LVM over DRBD over LVM is probably the most flexible solution. There are no actual device names in DRBD configuration; LVM is very much resilient with machine restarts due to its auto detection of metadata in whatever order the physical disks comes up in.   With this combinations I can re arrange the phsyical backing storage and at the same time have the flexibility of LVM on the upper layer. The only issue is having to ADJUST STUFF IN /etc/lvm/lvm.conf.

in /etc/lvm/lvm.conf

    # filter example --
    # /dev/vd* on the physical layer,
    # /dev/drbd* on the drbd layer
    filter = [ "a|^/dev/vd.*|", "a|drbd.*|", "r|.*/|" ]
    write_cache_state = 0
    use_lvmetad = 0

Just a few lines of config. This is fine. The problem is having to remember what all these configuration mean after 2 years of uptime...

---

JondZ 20171015

Wednesday, October 11, 2017

reducing lvm drbd disk size

Here is a snippet of my notes for reducing drbd disk size (assuming that the physical device is on LVM which can be resized).

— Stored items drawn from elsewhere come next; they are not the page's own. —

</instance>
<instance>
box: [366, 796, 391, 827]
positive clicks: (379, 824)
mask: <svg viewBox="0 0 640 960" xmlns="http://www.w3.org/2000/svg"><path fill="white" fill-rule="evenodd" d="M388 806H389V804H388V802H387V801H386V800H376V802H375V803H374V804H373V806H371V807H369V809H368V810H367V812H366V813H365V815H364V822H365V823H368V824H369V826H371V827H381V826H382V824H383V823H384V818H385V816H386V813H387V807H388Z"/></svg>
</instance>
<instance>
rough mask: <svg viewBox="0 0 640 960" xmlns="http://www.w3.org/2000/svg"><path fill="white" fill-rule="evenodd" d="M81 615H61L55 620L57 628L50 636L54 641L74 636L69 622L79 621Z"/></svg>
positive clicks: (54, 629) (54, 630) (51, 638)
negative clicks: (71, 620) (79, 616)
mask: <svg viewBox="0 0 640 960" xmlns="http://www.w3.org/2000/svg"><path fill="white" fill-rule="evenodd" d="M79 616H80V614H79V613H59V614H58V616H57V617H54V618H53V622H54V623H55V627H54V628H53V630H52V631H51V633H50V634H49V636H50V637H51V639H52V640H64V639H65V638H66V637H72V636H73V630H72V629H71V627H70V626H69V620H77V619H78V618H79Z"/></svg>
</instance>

Just remember that a drbd device is a container, and HAS METADATA. Therefore think about it as a filesystem. Also, this procedure will only work if the disks are ONLINE (the disks are attached, and drbd is running).

In this example, A filesystem has only 100 megs worth of data; we want to shrink the physical store down from 500 to about 120 Megs.

WARNING: This procedure can be destructive is done wrong.

1. Note the filesytem consumed size. For this example the filesystem contains 100M worth fo data. Shrink the filesystem. Note that -M resizes to minimum size.

   umount /dev/drbd0
   fsck -f /dev/drbd0
   resize2fs -M /dev/drbd0

At this point the filesytem on /dev/drbd0 should be at the minimum (i.e., close to the consumed size---about 100 MB in this example). If you are not sure, mount the fileystem again and use "df" or use tune2fs (if ext4) to MAKE SURE.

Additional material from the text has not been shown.